The first idea that I found worthwhile is from the essay titled "Small d Democracy" by Susan Crawford (page 92 of the pdf, if you are following along). Ms. Crawford's idea to improve our democracy is to develop a website that would track all the upcoming decisions being made by local government. We would then be able to read about these decisions and share our opinions with our leaders and with our neighbors. In this way we would know what was going on and our leaders would know how we feel about it. She does not mention it, I assume it is implied, but I would add that we should also be able to see how our leaders decided and then track how often we agreed/disagreed with our leaders. This would give us some basis to know who we should vote for in the next local elections. The website associated with this collection of essays allows you to comment on each of the essays, so I have made my suggestions to Susan Crawford.
In her own words:
"If it were possible to pay attention every once in a while, between elections, to what our representatives or agency heads were about to do in an area of interest to us—and register our reaction to that proposed action—that would be useful.
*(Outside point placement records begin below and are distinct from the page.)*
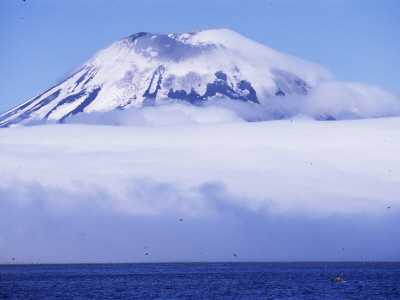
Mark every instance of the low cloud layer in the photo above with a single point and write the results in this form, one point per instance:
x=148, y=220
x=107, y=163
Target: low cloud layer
x=279, y=190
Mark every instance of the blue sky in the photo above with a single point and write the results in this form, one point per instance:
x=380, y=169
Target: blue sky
x=43, y=40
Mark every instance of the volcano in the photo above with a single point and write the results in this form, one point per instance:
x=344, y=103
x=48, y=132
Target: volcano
x=148, y=69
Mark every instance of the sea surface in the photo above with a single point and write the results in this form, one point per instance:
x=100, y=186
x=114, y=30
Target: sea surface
x=202, y=281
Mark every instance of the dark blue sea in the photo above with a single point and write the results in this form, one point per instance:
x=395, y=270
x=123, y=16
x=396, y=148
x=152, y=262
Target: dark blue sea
x=202, y=281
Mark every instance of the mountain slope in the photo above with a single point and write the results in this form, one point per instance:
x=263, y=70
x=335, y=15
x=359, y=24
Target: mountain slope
x=145, y=69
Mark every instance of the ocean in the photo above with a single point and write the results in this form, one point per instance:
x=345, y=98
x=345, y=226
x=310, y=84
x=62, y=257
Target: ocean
x=201, y=281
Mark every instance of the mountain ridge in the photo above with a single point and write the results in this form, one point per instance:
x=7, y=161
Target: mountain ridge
x=147, y=69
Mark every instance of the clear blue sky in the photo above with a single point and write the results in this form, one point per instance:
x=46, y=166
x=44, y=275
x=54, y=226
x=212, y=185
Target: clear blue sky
x=43, y=40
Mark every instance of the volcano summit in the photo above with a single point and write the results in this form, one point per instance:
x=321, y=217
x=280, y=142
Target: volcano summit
x=145, y=69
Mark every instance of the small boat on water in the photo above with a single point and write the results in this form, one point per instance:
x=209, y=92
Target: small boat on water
x=337, y=279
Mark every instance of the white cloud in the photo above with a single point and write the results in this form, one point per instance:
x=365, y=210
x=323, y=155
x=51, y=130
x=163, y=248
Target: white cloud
x=82, y=193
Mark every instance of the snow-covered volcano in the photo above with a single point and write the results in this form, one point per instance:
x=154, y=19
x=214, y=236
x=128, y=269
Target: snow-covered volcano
x=144, y=69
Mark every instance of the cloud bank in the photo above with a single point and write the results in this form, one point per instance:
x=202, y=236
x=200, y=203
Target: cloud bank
x=279, y=190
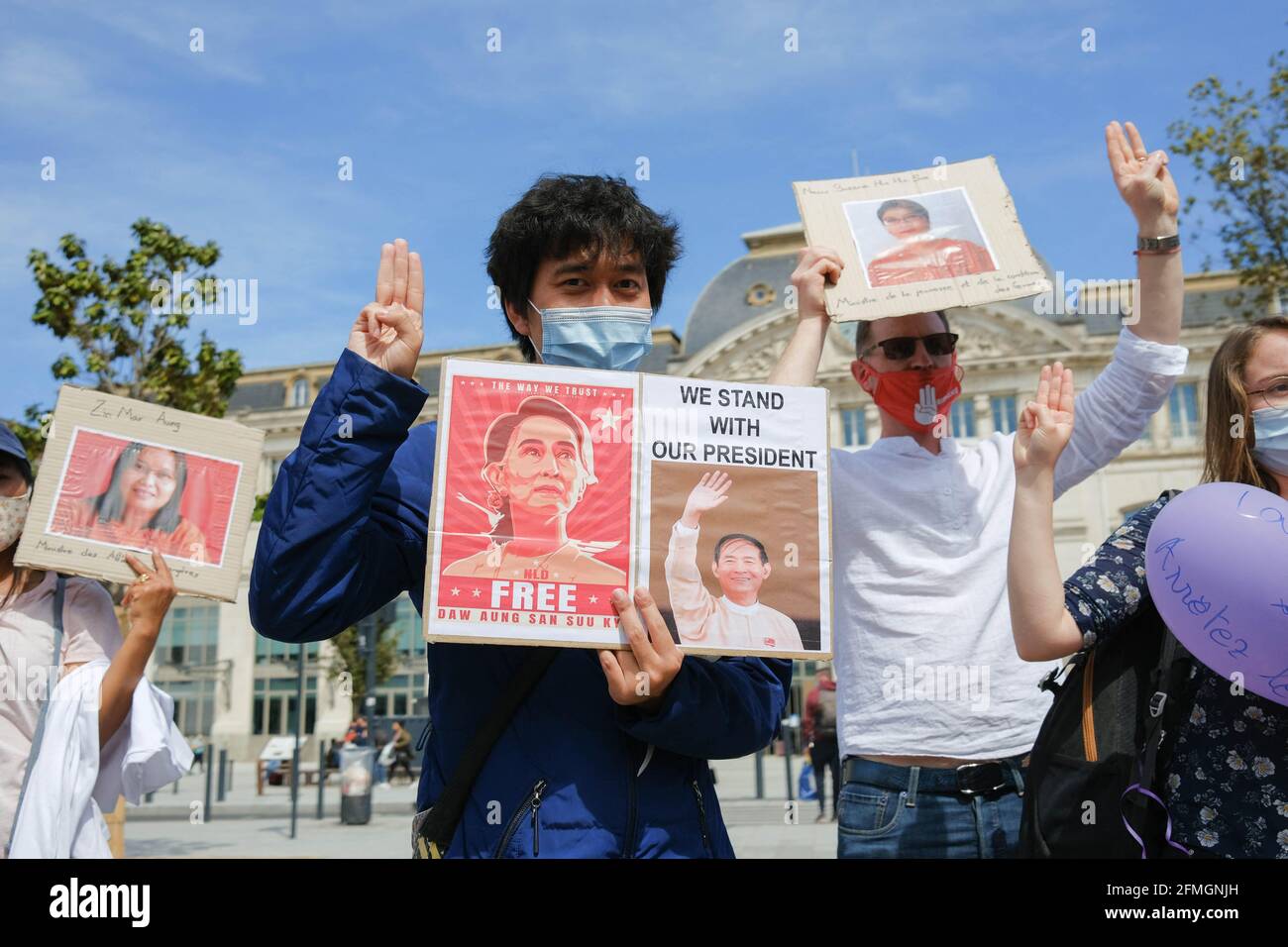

This is a modest goal. Americans want to feel that our lives have been made more significant through participation in governance. Voting in elections is important, but it is not enough, and it need not be the ceiling for participation. With a little experimentation, we could be doing much more for ourselves.
For example: localities could generate radar-screens of issues coming before the city council or the mayor. With the weather report (something everyone seems to be interested in) on a local page could come a small radar visualization, with pulsing dots showing what matters were likely to have an effect on your neighborhood. If you were interested, you could click through and do a short amount of reading—perhaps just Twitter-length—about what was about to happen. And then act in some effective way (such as sharing the information with others, writing about it, or showing up at the meeting), with feedback showing how your action had been assessed/aggregated by others."